Bialys are associated with Jewish American cuisine. Like the related bagel, they enter American cuisine in the early 20th century with the arrival of eastern European Jewish immigrants.

===Brown bread===
Brown bread was made with scalded "Indian meal" (corn meal) and rye, to which molasses could be added.

===Potato bread===
Historically, potato bread was made with boiled mashed potatoes and allowed to ferment. Esther Allen Howland recommended water over milk because breads made with milk spoiled faster.
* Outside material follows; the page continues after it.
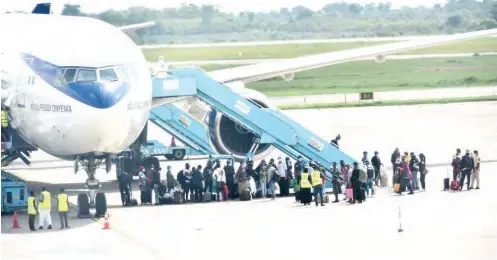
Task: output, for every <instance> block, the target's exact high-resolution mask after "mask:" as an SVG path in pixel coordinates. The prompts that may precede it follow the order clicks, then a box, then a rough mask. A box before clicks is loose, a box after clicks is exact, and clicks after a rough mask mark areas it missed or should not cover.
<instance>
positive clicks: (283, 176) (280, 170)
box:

According to Howland "The greater the proportion of potatoes, the lighter the bread will be; but if the proportion is very large, the bread will be so light as to dry up, if kept several days".

==In popular culture==

Louisa May Alcott has been noted for employing bread as a symbol of hearth and home, the sphere of domesticity, and Christian charity, themes connected with womanhood in Alcott's work. In her novels Little Women and Eight Cousins the kitchen is a feminist space; Alcott saw baking bread and other traditionally feminine skills as fulfilling and enriching in a cosmopolitan era. By using the example of baking bread, and showing the character's difficulty accomplishing it, Alcott makes the point that domestic skills in cooking are as worthy as those pursuits generally ascribed to men. In Eight Cousins she writes: "It was some time before the perfect loaf appeared, for breadmaking is an art not easily learned...so Rose studied yeast first, and through various stages of cake and biscuit came at last to the crowning glory of the 'handsome, wholesome loaf."